Si l’initiative parisienne est purement symbolique et n’emporte pas de valeur juridique contraignante, le message politique est là, sans compter que le Parlement est aussi en ébullition, jugeant d’un mauvais oeil les possibilités de contourner le plafonnement de loyer qu’offre le coliving.
« Le coliving est un hack à l’encadrement des loyers, admet Marc Lebel, PDG de Jinka. L’encadrement des loyers est favorable aux bailleurs de petites surfaces, et donc aux bailleurs en coliving qui proposent des baux individuels, puisque le plafonnement est calculé pour chaque chambre et non au niveau du bien dans sa globalité. »
La proposition de loi visant à pérenniser l’encadrement des loyers, en attente au Sénat après son adoption par l’Assemblée nationale, qui vise à éviter ce genre de contournement, cible par plusieurs mesures le coliving.
Les services proposés dans le cadre du coliving (abonnement Netflix, salle de sport, animations, ménage des parties communes…), qui permettent de justifier des compléments de loyers et donc de déroger aux plafonds légaux, sont également dans le viseur des parlementaires.
Un concept juridiquement flou
Cependant, la bataille ne se joue pas uniquement sur un front, tant le coliving est un concept protéiforme. Deux gros segments prospèrent sur le marché. Le premier, un coliving « diffus », qui s’approche de la colocation classique. « Ce type de projet peut recueillir l’assentiment des collectivités, car les opérateurs exploitent souvent des typologies de biens qui ne correspondent plus aux besoins des ménages, comme de grandes maisons en périphérie des villes », relate Vincent Desruelles.

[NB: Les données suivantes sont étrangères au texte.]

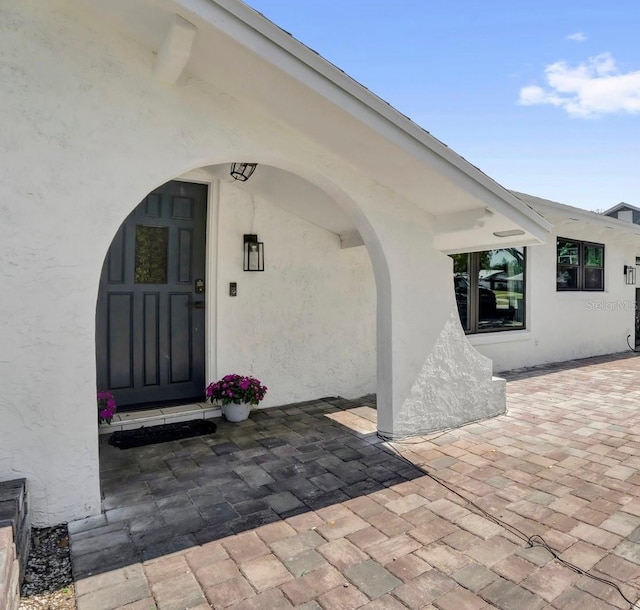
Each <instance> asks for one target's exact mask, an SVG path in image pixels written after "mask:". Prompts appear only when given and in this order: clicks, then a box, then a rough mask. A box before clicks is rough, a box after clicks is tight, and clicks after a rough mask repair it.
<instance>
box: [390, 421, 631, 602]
mask: <svg viewBox="0 0 640 610" xmlns="http://www.w3.org/2000/svg"><path fill="white" fill-rule="evenodd" d="M448 433H449V431H448V430H447V431H446V432H443V433H442V434H448ZM442 434H440V435H439V436H442ZM435 438H438V436H436V437H435ZM419 442H421V443H422V442H425V441H419ZM387 444H388V445H389V447H390V448H391V449H392V451H393V452H394V453H395V454H396V455H397V456H398V457H399V458H400V459H402V460H403V461H405V462H406V463H407V464H410V465H411V466H413V467H414V468H419V469H420V470H422V471H423V472H424V473H425V474H426V475H427V476H428V477H429V478H430V479H431V480H433V481H435V482H436V483H437V484H438V485H441V486H442V487H444V488H445V489H446V490H447V491H449V492H450V493H452V494H454V495H455V496H457V497H458V498H460V499H461V500H463V501H464V502H465V504H467V505H468V506H470V507H472V508H473V509H474V510H475V512H476V514H479V515H481V516H483V517H485V518H486V519H488V520H489V521H492V522H493V523H495V524H496V525H498V526H500V527H502V528H504V529H506V530H507V531H509V532H511V533H512V534H514V535H515V536H517V537H518V538H520V539H521V540H523V541H524V542H526V543H527V544H528V545H529V547H537V546H539V547H542V548H544V549H546V550H547V551H548V552H549V553H550V554H551V556H552V557H553V558H554V559H555V560H556V561H558V562H559V563H560V564H562V565H564V566H565V567H567V568H569V569H570V570H573V571H574V572H576V573H578V574H581V575H583V576H587V577H588V578H591V579H592V580H595V581H597V582H600V583H602V584H605V585H607V586H609V587H611V588H613V589H615V590H616V591H617V592H618V593H619V594H620V596H621V597H622V599H624V601H625V602H627V603H628V604H629V609H630V610H633V609H634V608H637V607H638V606H637V604H638V601H640V598H639V599H638V600H637V601H635V602H634V601H632V600H630V599H629V598H628V597H627V596H626V595H625V594H624V593H623V592H622V589H621V588H620V586H619V585H618V584H617V583H615V582H613V581H612V580H607V579H606V578H602V577H600V576H596V575H595V574H591V573H590V572H589V571H588V570H583V569H582V568H580V567H578V566H576V565H575V564H572V563H571V562H569V561H567V560H566V559H562V558H561V557H560V556H559V554H558V553H557V552H556V551H554V550H553V549H552V548H551V547H550V546H549V544H548V543H547V542H546V541H545V540H544V538H543V537H542V536H540V535H539V534H534V535H533V536H527V534H526V533H525V532H523V531H521V530H519V529H518V528H517V527H514V526H513V525H510V524H509V523H506V522H504V521H502V520H501V519H499V518H498V517H496V516H495V515H492V514H491V513H489V512H487V511H486V510H484V508H482V507H480V506H478V505H477V504H476V503H475V502H474V501H473V500H471V499H469V498H467V497H466V496H465V495H464V494H463V493H461V492H460V491H458V490H457V489H454V488H453V487H451V485H449V484H448V483H446V482H445V481H443V480H442V479H440V478H439V477H437V476H436V475H434V474H433V473H432V472H429V471H428V470H427V468H426V466H425V465H424V464H414V463H413V462H412V461H411V460H408V459H407V458H406V457H404V455H402V453H401V452H400V451H399V450H398V449H397V448H396V447H394V446H393V445H394V444H398V445H404V444H406V445H414V444H417V442H406V443H405V442H402V441H400V442H398V441H396V442H395V443H394V442H393V441H387ZM629 586H631V585H629ZM632 588H633V589H634V591H635V592H636V594H637V591H636V590H635V587H632Z"/></svg>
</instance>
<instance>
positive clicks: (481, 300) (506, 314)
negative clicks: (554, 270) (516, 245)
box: [452, 248, 526, 333]
mask: <svg viewBox="0 0 640 610" xmlns="http://www.w3.org/2000/svg"><path fill="white" fill-rule="evenodd" d="M452 258H453V261H454V264H453V268H454V269H453V271H454V274H453V281H454V288H455V295H456V304H457V306H458V313H459V314H460V321H461V323H462V326H463V328H464V329H465V330H466V331H467V332H471V333H476V332H483V331H492V330H507V329H511V330H512V329H519V328H524V327H525V300H524V295H525V287H524V278H525V268H526V259H525V250H524V248H500V249H497V250H486V251H484V252H473V253H471V254H453V255H452Z"/></svg>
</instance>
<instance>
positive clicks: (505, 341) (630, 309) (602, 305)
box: [470, 221, 640, 371]
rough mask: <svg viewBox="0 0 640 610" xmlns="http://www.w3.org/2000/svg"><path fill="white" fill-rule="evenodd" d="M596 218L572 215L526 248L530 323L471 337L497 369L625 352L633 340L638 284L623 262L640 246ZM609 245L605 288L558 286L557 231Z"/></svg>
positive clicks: (527, 310) (483, 352) (518, 366)
mask: <svg viewBox="0 0 640 610" xmlns="http://www.w3.org/2000/svg"><path fill="white" fill-rule="evenodd" d="M612 233H614V232H613V231H611V230H608V229H603V228H601V227H598V226H596V225H593V224H587V223H584V222H578V221H571V222H569V223H568V224H565V225H559V226H557V227H556V228H555V229H554V234H553V236H552V237H551V238H550V239H549V242H548V243H547V244H545V245H543V246H535V247H531V248H528V249H527V287H526V290H527V301H526V302H527V314H526V315H527V322H526V325H527V329H526V330H522V331H507V332H498V333H487V334H484V335H480V334H478V335H473V336H471V337H470V341H471V343H472V344H473V345H474V346H475V347H476V349H477V350H478V351H480V352H481V353H482V354H485V355H486V356H488V357H489V358H491V359H492V360H493V366H494V371H506V370H511V369H515V368H521V367H524V366H531V365H535V364H543V363H548V362H561V361H564V360H573V359H575V358H584V357H589V356H597V355H601V354H611V353H616V352H624V351H626V350H627V349H628V347H627V340H626V338H627V335H628V334H631V339H630V341H631V344H632V345H633V341H634V332H635V331H634V324H635V322H634V320H635V318H634V316H635V288H636V286H631V285H626V284H625V279H624V274H623V268H624V265H633V264H635V257H636V255H640V251H638V249H637V248H636V247H633V246H629V245H624V240H621V239H620V236H619V235H617V236H614V237H609V235H611V234H612ZM558 236H560V237H567V238H573V239H577V240H583V241H592V242H597V243H603V244H604V245H605V290H604V292H582V291H576V292H558V291H556V237H558Z"/></svg>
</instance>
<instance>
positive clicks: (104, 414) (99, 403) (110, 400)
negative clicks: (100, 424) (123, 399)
mask: <svg viewBox="0 0 640 610" xmlns="http://www.w3.org/2000/svg"><path fill="white" fill-rule="evenodd" d="M115 414H116V401H115V398H114V397H113V394H112V393H111V392H98V423H99V424H101V423H102V422H107V423H108V424H110V423H111V420H112V419H113V416H114V415H115Z"/></svg>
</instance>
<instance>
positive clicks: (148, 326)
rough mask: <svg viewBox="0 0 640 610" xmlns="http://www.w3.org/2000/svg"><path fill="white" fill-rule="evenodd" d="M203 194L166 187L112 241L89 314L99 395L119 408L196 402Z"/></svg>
mask: <svg viewBox="0 0 640 610" xmlns="http://www.w3.org/2000/svg"><path fill="white" fill-rule="evenodd" d="M206 215H207V187H206V186H205V185H201V184H192V183H188V182H177V181H172V182H168V183H167V184H165V185H163V186H162V187H160V188H158V189H156V190H155V191H153V192H152V193H150V194H149V195H148V196H147V197H146V198H145V199H144V200H143V201H142V202H141V203H140V204H139V205H138V206H137V207H136V209H135V210H134V211H133V212H132V213H131V215H130V216H129V217H128V218H127V219H126V220H125V222H124V223H123V224H122V226H121V227H120V230H119V231H118V233H117V234H116V236H115V238H114V240H113V242H112V244H111V247H110V249H109V253H108V254H107V258H106V259H105V263H104V267H103V269H102V276H101V280H100V292H99V296H98V306H97V311H96V350H97V354H96V361H97V379H98V390H110V391H112V392H113V394H114V397H115V399H116V402H117V404H118V407H119V408H122V407H124V408H125V409H126V408H127V407H128V408H132V407H140V406H149V407H151V406H153V405H154V404H158V403H167V402H178V401H185V400H189V399H202V397H203V395H204V385H205V376H204V375H205V373H204V344H205V337H204V314H205V309H204V301H205V294H204V278H205V236H206Z"/></svg>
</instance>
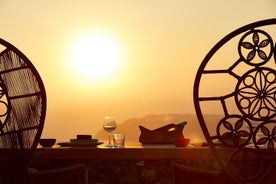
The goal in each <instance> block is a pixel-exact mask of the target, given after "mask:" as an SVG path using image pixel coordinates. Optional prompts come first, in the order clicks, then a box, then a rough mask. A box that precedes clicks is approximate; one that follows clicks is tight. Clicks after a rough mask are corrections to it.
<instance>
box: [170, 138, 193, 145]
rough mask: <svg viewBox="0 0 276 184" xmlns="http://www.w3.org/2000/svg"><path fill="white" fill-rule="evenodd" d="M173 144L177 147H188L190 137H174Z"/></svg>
mask: <svg viewBox="0 0 276 184" xmlns="http://www.w3.org/2000/svg"><path fill="white" fill-rule="evenodd" d="M173 144H174V145H175V146H177V147H186V146H188V145H189V144H190V139H185V138H183V139H174V140H173Z"/></svg>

Deuxième segment du coliving, les grandes résidences, à la frontière des résidences-services, maintenant au nombre de 2 400. De gros opérateurs immobiliers se sont positionnés, comme Vinci Immobilier, Colonies ou Uxco, amenant leur nombre à doubler en un an.

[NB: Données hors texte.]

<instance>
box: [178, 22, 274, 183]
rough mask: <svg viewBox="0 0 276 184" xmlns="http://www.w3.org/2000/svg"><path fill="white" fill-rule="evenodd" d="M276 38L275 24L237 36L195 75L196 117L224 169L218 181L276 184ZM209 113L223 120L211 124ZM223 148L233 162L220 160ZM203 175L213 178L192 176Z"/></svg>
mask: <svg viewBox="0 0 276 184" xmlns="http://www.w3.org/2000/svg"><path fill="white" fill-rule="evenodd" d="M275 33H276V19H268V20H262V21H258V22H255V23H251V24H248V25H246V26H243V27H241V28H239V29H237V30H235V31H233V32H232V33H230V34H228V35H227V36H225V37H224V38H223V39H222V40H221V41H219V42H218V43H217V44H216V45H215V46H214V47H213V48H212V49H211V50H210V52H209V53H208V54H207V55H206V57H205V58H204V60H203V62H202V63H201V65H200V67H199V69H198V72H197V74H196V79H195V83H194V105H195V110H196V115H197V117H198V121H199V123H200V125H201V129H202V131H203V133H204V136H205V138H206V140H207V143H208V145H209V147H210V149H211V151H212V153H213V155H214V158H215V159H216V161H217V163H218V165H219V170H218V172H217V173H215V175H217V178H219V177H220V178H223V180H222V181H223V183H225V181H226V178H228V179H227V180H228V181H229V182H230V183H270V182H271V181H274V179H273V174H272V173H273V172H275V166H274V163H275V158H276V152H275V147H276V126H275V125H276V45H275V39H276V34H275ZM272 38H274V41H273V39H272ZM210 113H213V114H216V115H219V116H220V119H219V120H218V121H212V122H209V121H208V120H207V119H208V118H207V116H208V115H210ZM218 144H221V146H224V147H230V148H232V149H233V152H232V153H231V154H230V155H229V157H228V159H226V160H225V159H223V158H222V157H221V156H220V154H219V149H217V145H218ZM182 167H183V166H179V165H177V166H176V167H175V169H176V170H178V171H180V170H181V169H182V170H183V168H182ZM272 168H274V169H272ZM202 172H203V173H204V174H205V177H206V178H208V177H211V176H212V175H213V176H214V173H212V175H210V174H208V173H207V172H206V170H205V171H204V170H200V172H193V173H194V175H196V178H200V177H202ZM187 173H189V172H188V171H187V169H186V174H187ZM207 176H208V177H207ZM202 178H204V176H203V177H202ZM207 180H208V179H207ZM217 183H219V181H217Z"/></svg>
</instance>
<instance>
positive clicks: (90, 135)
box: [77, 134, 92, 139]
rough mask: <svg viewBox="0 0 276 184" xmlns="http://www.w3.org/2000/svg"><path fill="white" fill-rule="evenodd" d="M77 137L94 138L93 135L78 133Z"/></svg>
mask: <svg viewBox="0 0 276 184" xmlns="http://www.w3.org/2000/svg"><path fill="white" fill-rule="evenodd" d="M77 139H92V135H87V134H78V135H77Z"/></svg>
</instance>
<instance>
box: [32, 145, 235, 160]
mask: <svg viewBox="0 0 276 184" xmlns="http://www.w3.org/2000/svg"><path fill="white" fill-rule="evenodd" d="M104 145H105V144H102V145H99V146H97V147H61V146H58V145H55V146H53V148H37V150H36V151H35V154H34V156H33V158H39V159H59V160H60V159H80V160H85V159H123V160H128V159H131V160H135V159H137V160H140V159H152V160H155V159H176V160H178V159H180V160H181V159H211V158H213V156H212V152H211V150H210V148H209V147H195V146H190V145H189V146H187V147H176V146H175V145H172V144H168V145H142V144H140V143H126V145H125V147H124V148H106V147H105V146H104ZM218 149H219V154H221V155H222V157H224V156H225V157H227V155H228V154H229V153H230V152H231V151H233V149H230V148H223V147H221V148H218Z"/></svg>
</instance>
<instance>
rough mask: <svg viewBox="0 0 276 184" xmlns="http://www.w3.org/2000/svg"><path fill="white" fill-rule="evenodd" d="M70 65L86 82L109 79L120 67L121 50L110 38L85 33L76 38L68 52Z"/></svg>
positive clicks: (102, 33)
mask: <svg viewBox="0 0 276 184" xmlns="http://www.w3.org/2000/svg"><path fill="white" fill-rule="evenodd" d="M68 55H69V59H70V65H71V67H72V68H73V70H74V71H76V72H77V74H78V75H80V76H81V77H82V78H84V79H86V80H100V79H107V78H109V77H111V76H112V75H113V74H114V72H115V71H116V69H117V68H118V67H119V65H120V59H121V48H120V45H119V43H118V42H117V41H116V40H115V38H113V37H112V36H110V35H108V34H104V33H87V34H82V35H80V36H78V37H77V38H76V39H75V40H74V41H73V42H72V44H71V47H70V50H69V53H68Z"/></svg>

« Il n’existe pas de cadre législatif qui définisse véritablement le coliving, indique Emmanuelle Chouaib-Martinelli, avocate chez Oratio Avocats. C’est un concept commercial centré sur un mode de vie, un habitat « clé en main » qui mêle une zone d’intimité dans un espace privatif, et une vie en communauté dans le partage d’espaces et de services. On trouve donc du bail classique, du bail étudiant ou du bail mobilité, mais l’on peut aussi basculer vers le cadre juridique de la résidence service. »

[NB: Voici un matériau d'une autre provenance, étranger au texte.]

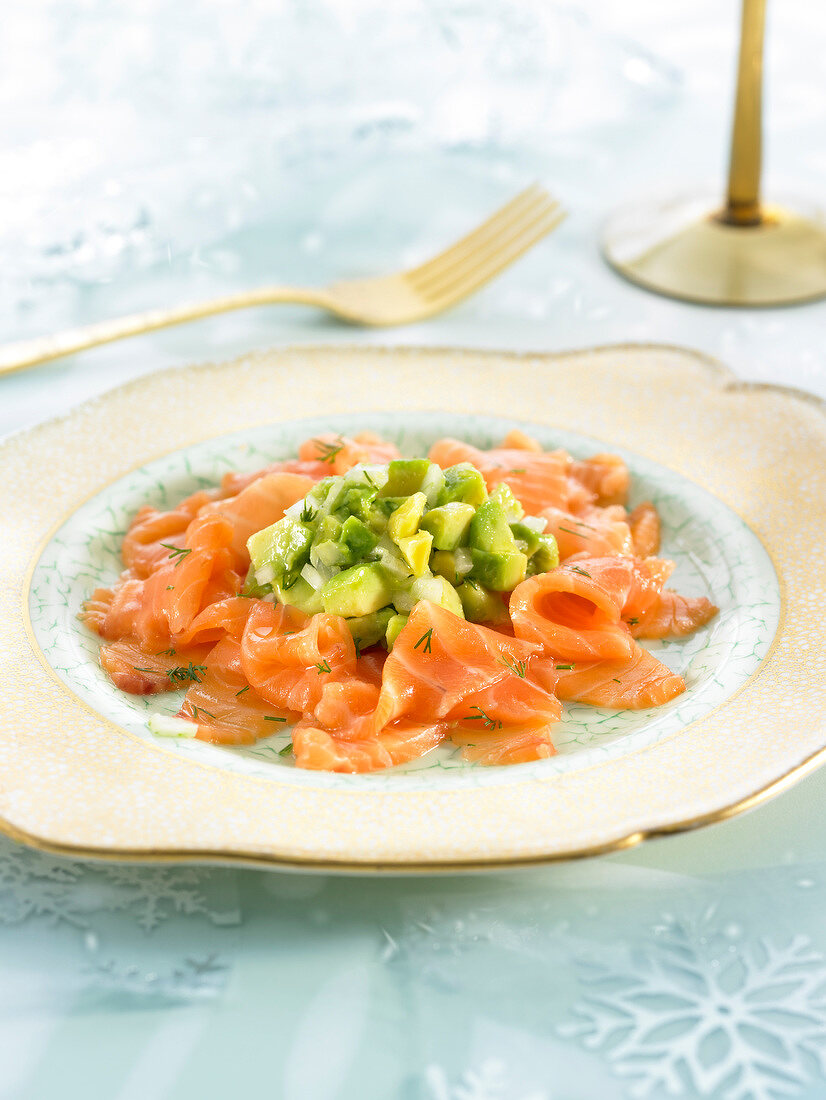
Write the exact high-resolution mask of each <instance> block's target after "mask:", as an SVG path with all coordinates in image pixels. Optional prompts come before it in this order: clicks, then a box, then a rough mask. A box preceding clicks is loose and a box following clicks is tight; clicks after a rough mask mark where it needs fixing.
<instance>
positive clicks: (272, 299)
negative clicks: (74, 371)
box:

L’adoption de ce dernier présente de nombreux avantages, offrant la possibilité de cibler une tranche d’âge spécifique ou une typologie de personnes… ou de contourner la réglementation sur l’encadrement des loyers. Mais pour ce faire, trois conditions cumulatives doivent être respectées : ensemble d’habitations, logements autonomes, et deux services spécifiques non individualisables à respecter sur une liste de trois (personnel spécifique attaché à la résidence, libre accès aux espaces de convivialité, accueil personnalisé et permanent).

Sujet politique
« Ce dernier point pose le plus difficulté car cela implique d’avoir en permanence un gardien ou une hôtesse d’accueil, complété d’une veille à distance le soir, ce que la plupart des schémas de coliving ne prévoient pas », observe Sophie Demarne, avocate chez Oratio Avocats.
Interpellé dans une question écrite sur le flou légal régnant autour de l’activité, le gouvernement a choisi le statu quo, n’estimant « pas nécessaire de créer un cadre juridique spécifique », les dispositions propres à chaque type de location lui apparaissant suffisantes pour protéger les occupants.
L’avenir du coliving, sa concentration sur les grandes résidences ou le développement du diffus, sera donc intimement lié à la régulation nationale comme aux dynamiques locales. Les nouvelles compositions municipales comme les futures présidentielles ancreront le coliving comme un mode d’habitat alternatif et une classe d’actifs pérenne, ou le punaiseront au vaste tableau des effets d’aubaine à pourfendre.